Who Will Catch Us When We Fall

1 Peter 1:3-9  John 6:37-40 Deut 33:27

 

Whilst never being what you would describe as a particularly graceful individual – I do have a great deal of admiration for those who seem to have this quality in abundance.

 

I marvel especially at a team of trapeze artists at a circus as they launch themselves into mid air, twisting and turning with great skill and elegance before they are caught expertly by another.

 

I am transfixed by the combination of grace and risk and faith shown by such people. But those who fly through the air would be nothing without someone waiting to catch Him. The one with his arms outstretched, clinging on to his trapeze with only his feet maybe – to pluck the other out of the sky when he seemed to be in freefall.

 

You and I are flyers and fallers – each and every one of us – we can’t help but be.

Life is good to us and there are days when we fly through the air with grace.

We take risks and they pay off. We take a chance and it works. We amaze ourselves with how creative we can be – everything feels synchronised.

 

But then we fall usually when we’re least expecting it. We grasp for what should have been there and there’s only thin air – we take one risk too many and suddenly we are in freefall.

 

The beauty of those we remember in our prayers tonight is that they have often been the ones to catch us when we’ve flown far too bravely for our own good. They have been the ones to offer themselves for us to grasp onto when otherwise we would have hit the ground.
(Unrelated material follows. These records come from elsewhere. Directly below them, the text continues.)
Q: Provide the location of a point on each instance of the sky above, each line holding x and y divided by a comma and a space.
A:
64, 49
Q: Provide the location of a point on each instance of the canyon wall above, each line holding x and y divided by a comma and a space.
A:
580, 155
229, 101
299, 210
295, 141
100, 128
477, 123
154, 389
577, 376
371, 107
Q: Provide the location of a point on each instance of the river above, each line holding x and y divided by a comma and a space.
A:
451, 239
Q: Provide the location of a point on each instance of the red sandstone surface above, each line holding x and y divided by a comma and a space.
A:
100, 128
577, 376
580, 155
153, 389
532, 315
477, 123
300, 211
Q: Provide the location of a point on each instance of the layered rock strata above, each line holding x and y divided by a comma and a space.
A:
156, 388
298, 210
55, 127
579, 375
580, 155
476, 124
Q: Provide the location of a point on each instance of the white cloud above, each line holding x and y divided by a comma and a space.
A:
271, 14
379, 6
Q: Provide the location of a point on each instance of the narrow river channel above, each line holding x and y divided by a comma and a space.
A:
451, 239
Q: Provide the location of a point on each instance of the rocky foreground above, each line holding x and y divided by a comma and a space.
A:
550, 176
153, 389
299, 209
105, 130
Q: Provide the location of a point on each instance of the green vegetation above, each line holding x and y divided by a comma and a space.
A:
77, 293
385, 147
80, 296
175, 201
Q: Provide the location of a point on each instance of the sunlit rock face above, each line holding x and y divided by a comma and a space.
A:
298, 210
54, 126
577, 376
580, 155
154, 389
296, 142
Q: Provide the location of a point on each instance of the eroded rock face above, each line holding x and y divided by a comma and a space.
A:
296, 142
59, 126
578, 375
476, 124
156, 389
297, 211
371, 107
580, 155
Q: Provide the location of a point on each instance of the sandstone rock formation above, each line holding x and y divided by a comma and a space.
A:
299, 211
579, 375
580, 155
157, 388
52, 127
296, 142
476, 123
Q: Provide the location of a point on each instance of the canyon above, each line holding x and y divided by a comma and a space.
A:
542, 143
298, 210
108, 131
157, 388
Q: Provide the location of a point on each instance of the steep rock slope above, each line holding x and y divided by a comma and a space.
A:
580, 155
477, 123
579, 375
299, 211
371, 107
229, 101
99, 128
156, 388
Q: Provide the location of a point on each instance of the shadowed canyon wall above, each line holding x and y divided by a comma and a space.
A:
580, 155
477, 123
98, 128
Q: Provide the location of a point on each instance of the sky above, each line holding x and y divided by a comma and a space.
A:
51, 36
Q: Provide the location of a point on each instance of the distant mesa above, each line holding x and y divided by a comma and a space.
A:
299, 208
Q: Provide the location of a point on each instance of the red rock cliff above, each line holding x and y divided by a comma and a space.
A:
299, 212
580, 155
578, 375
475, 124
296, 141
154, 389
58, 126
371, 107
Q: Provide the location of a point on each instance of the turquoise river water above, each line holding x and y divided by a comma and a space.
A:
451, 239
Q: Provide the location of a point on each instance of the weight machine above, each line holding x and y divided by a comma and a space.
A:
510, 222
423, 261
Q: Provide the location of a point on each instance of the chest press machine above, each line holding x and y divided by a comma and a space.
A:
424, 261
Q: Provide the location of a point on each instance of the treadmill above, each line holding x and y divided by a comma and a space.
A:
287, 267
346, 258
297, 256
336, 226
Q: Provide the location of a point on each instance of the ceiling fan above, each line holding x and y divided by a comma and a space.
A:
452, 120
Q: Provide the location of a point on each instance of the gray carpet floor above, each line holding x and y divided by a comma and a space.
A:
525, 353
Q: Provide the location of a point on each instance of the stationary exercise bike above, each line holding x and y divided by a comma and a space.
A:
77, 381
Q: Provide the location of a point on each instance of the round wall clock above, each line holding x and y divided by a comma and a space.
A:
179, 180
Sometimes we are regretful in that we did not reach out and grasp their love more.

Sometimes maybe that love was not there for us – for each and every one of us is human.

Then there would have been times when we offered ourselves – hanging there and reaching out because we loved.

For in the end we were flyers and fallers together.

 

In the end we simply come together today to thank God for those with whom we shared the grace, took the risks and invested the faith and in doing so we increasingly know that we were all caught up in God.

 

We come together to say that our love for them is such that we go on stretching our arms towards them – even though we know that they are out of reach and held by another.

And when sadness grips us acutely - we inevitably ask – who will catch us now?

 

Flyers and fallers need an ultimate catcher who in the end perfects our hapless spiralling about.

There is such a one in Christ for did he not hang with his arms outstretched like one participating in our strange routine?

Is there not a promise tucked away in Deuteronomy of all places:

“The eternal God is your refuge and underneath are the everlasting arms”

 

In our Epistle reading, Peter speaks of this hope of salvation as we pass through the glories and the trials of life.

In the Gospel Jesus speaks of a raising up upon the last day – when everything about us will be gathered to Him and nothing be lost.

And in that eternal catching and holding, towards which you and I are moving all tears and pains vanish forever.

 

Such a vision is, in my view, a reality for those we remember tonight – so amidst the pain of loss there is thanksgiving in our hearts as we pray.

 

For ourselves we carry on – flying and falling as inevitably as day turns into night with that dangerous combination of grace and risk that characterises the faithful follower.